Vision Transformers: From Semantic Segmentation to Dense Prediction

Read original: arXiv:2207.09339 - Published 8/6/2024 by Li Zhang, Jiachen Lu, Sixiao Zheng, Xinxuan Zhao, Xiatian Zhu, Yanwei Fu, Tao Xiang, Jianfeng Feng, Philip H. S. Torr

👀

Overview

Vision transformers (ViTs) have emerged as a new approach to image classification, shifting away from traditional convolutional neural networks (CNNs).
ViTs learn visual representations by processing an image as a sequence of patches, capturing the full receptive field at each layer.
This work explores the potential of ViTs for dense visual prediction tasks, such as semantic segmentation, object detection, and instance segmentation.

Plain English Explanation

The paper investigates how the global context learning capabilities of ViTs can be leveraged for dense visual prediction tasks. The key idea is that by learning global context at each layer, ViTs may be able to capture stronger long-range dependencies, which are crucial for tasks like semantic segmentation.

The authors first demonstrate that a vanilla ViT architecture, without local convolution or resolution reduction, can outperform CNNs on semantic segmentation tasks. They introduce a model called SETR, which achieves state-of-the-art performance on the ADE20K dataset.

However, the basic ViT architecture falls short for broader dense prediction tasks, such as object detection and instance segmentation, due to its lack of a pyramidal structure, high computational demand, and insufficient local context.

To address these limitations, the authors propose a family of Hierarchical Local-Global (HLG) Transformers, which combine local attention within windows and global attention across windows in a pyramidal architecture. This design allows for more efficient and effective dense visual prediction.

Technical Explanation

The key contributions of this work are:

Exploring Global Context Learning with ViTs: The authors demonstrate that a vanilla ViT architecture, without local convolution or resolution reduction, can outperform CNNs on semantic segmentation tasks. They introduce the SETR model, which achieves state-of-the-art performance on the ADE20K dataset.
Hierarchical Local-Global (HLG) Transformers: To address the limitations of basic ViTs for broader dense prediction tasks, the authors propose a family of HLG Transformers. These models combine local attention within windows and global attention across windows in a pyramidal architecture, allowing for more efficient and effective dense visual prediction.

The HLG Transformer architecture consists of a series of transformer blocks, each with a local attention module and a global attention module. The local attention module operates on local windows within the feature maps, while the global attention module captures long-range dependencies across the entire feature map.

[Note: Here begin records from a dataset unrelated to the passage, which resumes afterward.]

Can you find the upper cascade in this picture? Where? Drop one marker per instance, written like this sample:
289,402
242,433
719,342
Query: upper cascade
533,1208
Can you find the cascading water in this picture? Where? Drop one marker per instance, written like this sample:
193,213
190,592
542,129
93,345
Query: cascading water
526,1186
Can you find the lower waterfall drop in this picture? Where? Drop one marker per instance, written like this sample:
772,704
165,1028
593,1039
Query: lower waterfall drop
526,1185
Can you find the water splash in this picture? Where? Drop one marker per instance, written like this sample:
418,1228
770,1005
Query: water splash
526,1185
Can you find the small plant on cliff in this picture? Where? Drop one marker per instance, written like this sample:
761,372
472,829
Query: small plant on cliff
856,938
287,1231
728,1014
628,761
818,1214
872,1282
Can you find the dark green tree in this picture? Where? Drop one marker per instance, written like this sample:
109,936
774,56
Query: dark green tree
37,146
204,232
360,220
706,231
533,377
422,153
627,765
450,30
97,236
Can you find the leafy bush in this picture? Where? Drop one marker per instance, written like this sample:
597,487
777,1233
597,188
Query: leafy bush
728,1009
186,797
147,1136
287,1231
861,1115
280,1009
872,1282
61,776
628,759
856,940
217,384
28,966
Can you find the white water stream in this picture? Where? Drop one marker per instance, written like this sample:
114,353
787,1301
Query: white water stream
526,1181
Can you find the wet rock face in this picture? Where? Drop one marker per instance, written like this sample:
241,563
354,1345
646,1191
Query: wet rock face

The authors conduct extensive experiments, evaluating their methods on a variety of dense prediction tasks, including object detection, [instance segmentation], and semantic segmentation. The results demonstrate that the HLG Transformer models achieve appealing performance across these tasks, outperforming state-of-the-art CNN-based approaches.

Critical Analysis

The paper presents a compelling approach to leveraging the global context learning capabilities of ViTs for dense visual prediction tasks. The authors' exploration of the basic ViT architecture for semantic segmentation and the subsequent development of the HLG Transformer models are well-designed and thorough.

One potential limitation is the computational complexity of the HLG Transformer models, which may limit their practical deployment in resource-constrained environments. The authors acknowledge this and suggest that further research into efficient ViT architectures could be beneficial.

Additionally, the paper focuses primarily on a select set of dense prediction tasks, and it would be interesting to see how the HLG Transformer models perform on a broader range of visual understanding tasks, such as image-to-text generation or visual reasoning.

Conclusion

This work presents a significant contribution to the field of visual representation learning by exploring the potential of ViTs for dense visual prediction tasks. The authors' introduction of the SETR model and the HLG Transformer family demonstrates the effectiveness of leveraging global context learning in ViTs for tasks like semantic segmentation, object detection, and instance segmentation.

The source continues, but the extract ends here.